24 Mai 2024
C’est à Molly Bloom qu’il revient de refermer l’un des chefs d’œuvre de la littérature, Ulysse de James Joyce. Hélène Arié reprend avec bonheur le monologue de cette figure tutélaire de l’écrivain.
On a d’abord entendu en off une voix de femme chanter, comme un rappel de la profession de chanteuse de Molly avant qu’elle n’entre en scène à petits pas hésitants pour ne pas faire de bruit. Leopold Bloom, son mari, est rentré dans la nuit, entre deux et trois heures du matin et, pour ne pas la réveiller, s’est lové à ses pieds. Tandis qu’il dort, c’est au tour de Molly de quitter la chambre sans faire de bruit. Seule, dans le silence de la nuit traversé de petits incidents qu’elle commentera au fil de son récit, elle laisse s’écouler le flot de ses pensées.

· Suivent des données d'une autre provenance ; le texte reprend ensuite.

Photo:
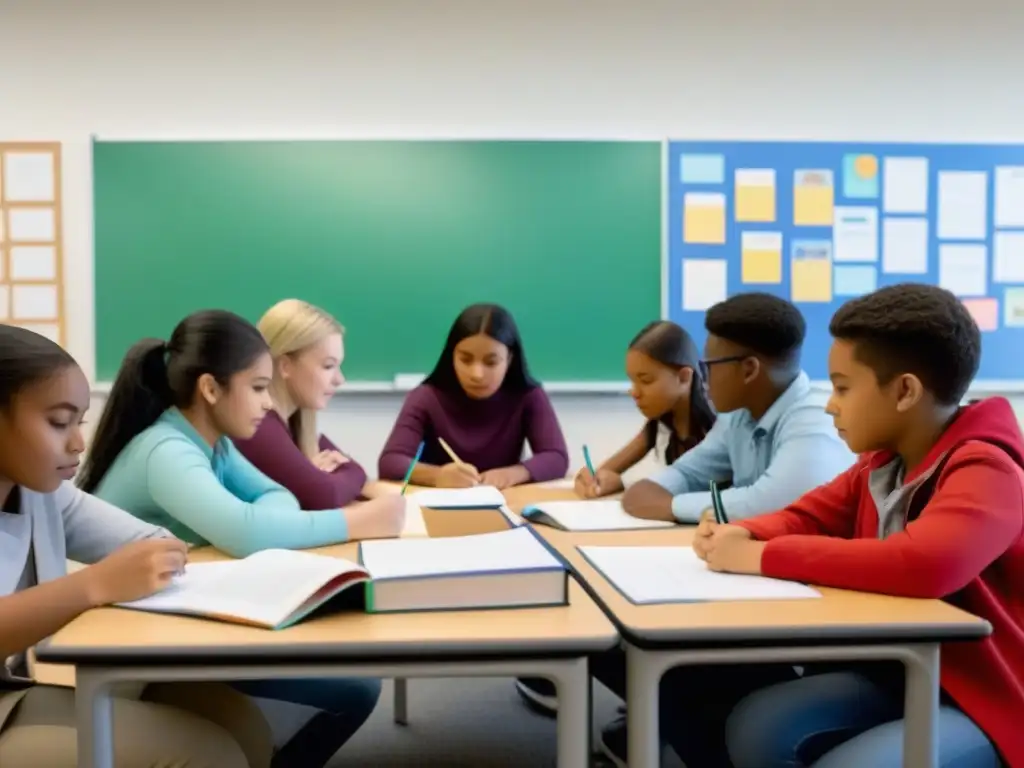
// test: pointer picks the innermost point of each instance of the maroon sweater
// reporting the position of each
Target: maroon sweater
(272, 452)
(488, 433)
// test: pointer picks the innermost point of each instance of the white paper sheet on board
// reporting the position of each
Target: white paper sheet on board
(904, 184)
(705, 283)
(963, 205)
(1008, 257)
(963, 269)
(28, 177)
(904, 246)
(855, 233)
(1010, 196)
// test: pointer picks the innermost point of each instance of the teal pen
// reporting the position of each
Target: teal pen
(412, 466)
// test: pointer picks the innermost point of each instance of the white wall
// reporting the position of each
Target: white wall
(915, 70)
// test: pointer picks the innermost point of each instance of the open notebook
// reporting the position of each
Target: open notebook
(275, 588)
(648, 576)
(507, 568)
(477, 497)
(596, 515)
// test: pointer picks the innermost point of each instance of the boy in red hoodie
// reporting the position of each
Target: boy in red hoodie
(934, 508)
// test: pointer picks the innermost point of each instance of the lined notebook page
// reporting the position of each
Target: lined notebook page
(478, 497)
(515, 549)
(670, 574)
(596, 515)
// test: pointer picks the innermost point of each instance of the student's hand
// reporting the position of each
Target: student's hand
(735, 554)
(458, 476)
(606, 483)
(383, 517)
(328, 461)
(505, 477)
(709, 532)
(134, 570)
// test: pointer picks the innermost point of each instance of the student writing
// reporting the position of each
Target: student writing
(43, 521)
(934, 508)
(307, 348)
(772, 437)
(481, 399)
(664, 367)
(163, 452)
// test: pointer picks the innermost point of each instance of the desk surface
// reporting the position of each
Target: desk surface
(838, 615)
(136, 637)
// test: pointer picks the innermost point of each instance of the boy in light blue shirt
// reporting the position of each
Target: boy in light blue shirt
(773, 441)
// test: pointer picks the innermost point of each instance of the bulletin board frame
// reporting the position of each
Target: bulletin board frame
(820, 222)
(32, 272)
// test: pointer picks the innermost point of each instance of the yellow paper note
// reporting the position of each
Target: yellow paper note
(755, 195)
(762, 257)
(813, 198)
(704, 218)
(811, 271)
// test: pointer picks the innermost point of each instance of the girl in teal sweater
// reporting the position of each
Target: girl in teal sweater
(163, 451)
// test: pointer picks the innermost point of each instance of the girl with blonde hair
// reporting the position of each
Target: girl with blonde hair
(307, 347)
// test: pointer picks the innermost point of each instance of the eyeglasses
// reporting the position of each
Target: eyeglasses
(705, 366)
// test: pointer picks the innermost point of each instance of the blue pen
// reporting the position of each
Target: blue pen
(409, 474)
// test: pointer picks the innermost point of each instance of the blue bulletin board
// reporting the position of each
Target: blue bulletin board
(820, 222)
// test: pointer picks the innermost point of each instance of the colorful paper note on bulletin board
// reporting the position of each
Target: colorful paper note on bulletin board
(820, 223)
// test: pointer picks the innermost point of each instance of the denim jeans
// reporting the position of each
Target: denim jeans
(843, 720)
(345, 704)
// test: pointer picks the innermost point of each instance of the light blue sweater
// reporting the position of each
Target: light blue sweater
(169, 476)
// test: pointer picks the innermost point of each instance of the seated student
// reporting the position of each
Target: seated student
(307, 350)
(774, 440)
(45, 520)
(664, 366)
(480, 399)
(772, 437)
(163, 452)
(934, 508)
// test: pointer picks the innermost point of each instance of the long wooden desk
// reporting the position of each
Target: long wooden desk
(842, 626)
(109, 646)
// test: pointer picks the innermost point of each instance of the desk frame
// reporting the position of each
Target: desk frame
(94, 699)
(645, 669)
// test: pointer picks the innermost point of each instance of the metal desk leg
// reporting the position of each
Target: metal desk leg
(921, 735)
(94, 705)
(572, 684)
(401, 700)
(643, 678)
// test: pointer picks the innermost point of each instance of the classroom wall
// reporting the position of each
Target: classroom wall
(919, 70)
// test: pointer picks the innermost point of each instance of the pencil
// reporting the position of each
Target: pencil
(412, 466)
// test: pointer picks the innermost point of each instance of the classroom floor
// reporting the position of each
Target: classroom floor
(466, 723)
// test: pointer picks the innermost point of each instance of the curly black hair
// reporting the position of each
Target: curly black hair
(916, 329)
(764, 324)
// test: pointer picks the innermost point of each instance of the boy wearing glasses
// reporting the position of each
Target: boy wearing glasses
(772, 440)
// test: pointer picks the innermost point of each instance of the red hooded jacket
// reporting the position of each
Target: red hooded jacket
(964, 543)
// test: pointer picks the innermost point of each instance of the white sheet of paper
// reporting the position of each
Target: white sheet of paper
(595, 515)
(963, 205)
(904, 184)
(28, 176)
(33, 262)
(1008, 257)
(31, 225)
(904, 246)
(668, 574)
(964, 269)
(515, 549)
(34, 302)
(477, 497)
(1010, 196)
(705, 283)
(855, 233)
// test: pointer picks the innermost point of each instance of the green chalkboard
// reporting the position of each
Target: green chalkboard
(393, 238)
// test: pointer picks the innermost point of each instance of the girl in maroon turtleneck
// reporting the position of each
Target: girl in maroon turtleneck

Le rôle particulier du personnage de Molly
Dans le démarquage que James Joyce fait de l’Odyssée d’Homère, il met en scène un représentant de commerce juif, Leopold Bloom, son Ulysse, dont l’odyssée consistera à traverser Dublin l’espace d’une nuit. Molly, qui renvoie dans le roman au personnage de Pénélope, hante les différentes séquences de l’errance de Leopold. Elle est le seul personnage féminin du roman auquel James Joyce donne véritablement la parole dans un appendice qui vient clore ce roman-fleuve de plus de 1 500 pages publié en 1922. Là où Homère imaginait un dialogue entre les deux époux, se racontant leurs années de solitude et de souffrance, Joyce évacue Ulysse pour laisser à Molly-Pénélope un monologue final qui n’est pas, loin s’en faut, à la gloire du héros ni à celle de la fidélité conjugale.

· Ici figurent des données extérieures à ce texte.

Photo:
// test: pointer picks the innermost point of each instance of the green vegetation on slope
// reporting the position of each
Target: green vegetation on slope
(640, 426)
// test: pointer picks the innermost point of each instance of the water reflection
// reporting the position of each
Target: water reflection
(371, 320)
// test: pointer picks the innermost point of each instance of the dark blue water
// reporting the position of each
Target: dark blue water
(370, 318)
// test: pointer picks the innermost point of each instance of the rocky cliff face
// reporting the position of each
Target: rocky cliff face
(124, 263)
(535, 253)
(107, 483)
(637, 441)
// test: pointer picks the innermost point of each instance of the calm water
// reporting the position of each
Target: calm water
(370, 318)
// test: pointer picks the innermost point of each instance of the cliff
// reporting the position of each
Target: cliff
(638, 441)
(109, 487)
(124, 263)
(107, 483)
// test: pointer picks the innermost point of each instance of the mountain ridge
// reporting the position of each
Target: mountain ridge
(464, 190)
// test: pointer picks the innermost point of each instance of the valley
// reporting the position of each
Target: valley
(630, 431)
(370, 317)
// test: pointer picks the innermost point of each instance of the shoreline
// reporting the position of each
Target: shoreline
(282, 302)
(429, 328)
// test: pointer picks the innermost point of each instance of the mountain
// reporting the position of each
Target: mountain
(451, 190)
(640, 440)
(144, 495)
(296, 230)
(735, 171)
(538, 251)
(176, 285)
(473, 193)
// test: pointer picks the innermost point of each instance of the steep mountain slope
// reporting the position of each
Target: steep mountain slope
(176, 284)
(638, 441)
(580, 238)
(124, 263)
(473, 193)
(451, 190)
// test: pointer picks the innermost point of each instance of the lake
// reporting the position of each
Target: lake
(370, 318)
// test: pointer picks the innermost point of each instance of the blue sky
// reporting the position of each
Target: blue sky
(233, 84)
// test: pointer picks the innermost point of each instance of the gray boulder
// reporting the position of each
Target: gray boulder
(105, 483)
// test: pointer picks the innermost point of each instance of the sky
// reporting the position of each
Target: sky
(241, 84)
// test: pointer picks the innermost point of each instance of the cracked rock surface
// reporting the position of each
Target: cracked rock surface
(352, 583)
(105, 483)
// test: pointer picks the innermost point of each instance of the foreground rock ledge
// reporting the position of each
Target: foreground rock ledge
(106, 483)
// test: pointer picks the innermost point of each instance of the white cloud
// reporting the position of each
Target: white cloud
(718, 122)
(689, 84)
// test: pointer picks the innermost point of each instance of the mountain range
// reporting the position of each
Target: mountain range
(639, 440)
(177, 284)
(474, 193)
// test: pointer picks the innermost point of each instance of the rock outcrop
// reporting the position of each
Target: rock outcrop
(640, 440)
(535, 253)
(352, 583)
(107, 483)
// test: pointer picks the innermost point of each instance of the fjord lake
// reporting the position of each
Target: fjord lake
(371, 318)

Une écriture de la disjonction
Chacune des parties du roman adopte un style littéraire particulier. Ici, c’est le fil discontinu de la pensée qui mène la barque. Le monologue de Molly, qui couvre 69 pages, Joyce le compose en huit immenses phrases, entièrement dénuées de ponctuation, où présent et passé, réflexions et sujets de distractions se mêlent en un tout irrationnel autant qu’indissociable. Notations en style télégraphique et phrases constituées s’enchaînent, parfois sans lien apparent. C’est une pensée en sautes de vent, tantôt organisée en associations d’idées, d’autres fois non, une logorrhée traversée de rares silences où vont et viennent les thèmes – l’infidélité de Bloom, sa propre infidélité, les artifices qu’elle déploie pour séduire le jeune Dedalus, double de l’écrivain, les relations difficiles avec sa fille, son enfance, les mille et un tracas du quotidien. Parfois elle y revient, comme un détail qui surgirait à la mémoire dans le cours d’autre chose. Le sifflet d’un train, un pot de chambre sont autant matière à dérive.
La revanche des femmes
Dans la figure de Molly, on retrouve Nora Bernacle, la femme de chambre devenue la compagne de l’écrivain, rencontrée en 1904, que Joyce finira par épouser vingt-sept ans après. Mais le monologue de Molly est d’abord et avant tout l’expression de l’indépendance des femmes. Car dans les miscellanées de sa vie qu’elle enfile tels des grains de chapelet impudiques, Molly appelle un cul un cul et ne s’embarrasse guère de détours pour parler de la pauvreté imaginative des hommes au lit ni pour évoquer la manière dont il est aisé de les faire passer par où on a voulu. Son monologue tourne lentement autour des quatre points cardinaux que sont les seins, les fesses, la matrice et les mots qui lui sont associés. Elle est la Terre-Mère, féconde et grouillante de vie. Crue, obscène parfois, elle décrit une manipulation à l’envers où tel est pris qui bien souvent croyait prendre. C’est avec un plaisir gourmand qu’elle décrit la stratégie de séduction qu’elle met en place face à Dedalus, et avec un plaisir trouble qu’elle ponctue la demande en mariage que lui fait Bloom de « oui » répétés et évocateurs, qui font naître l’idée qu’elle se masturbe tout en racontant l’histoire.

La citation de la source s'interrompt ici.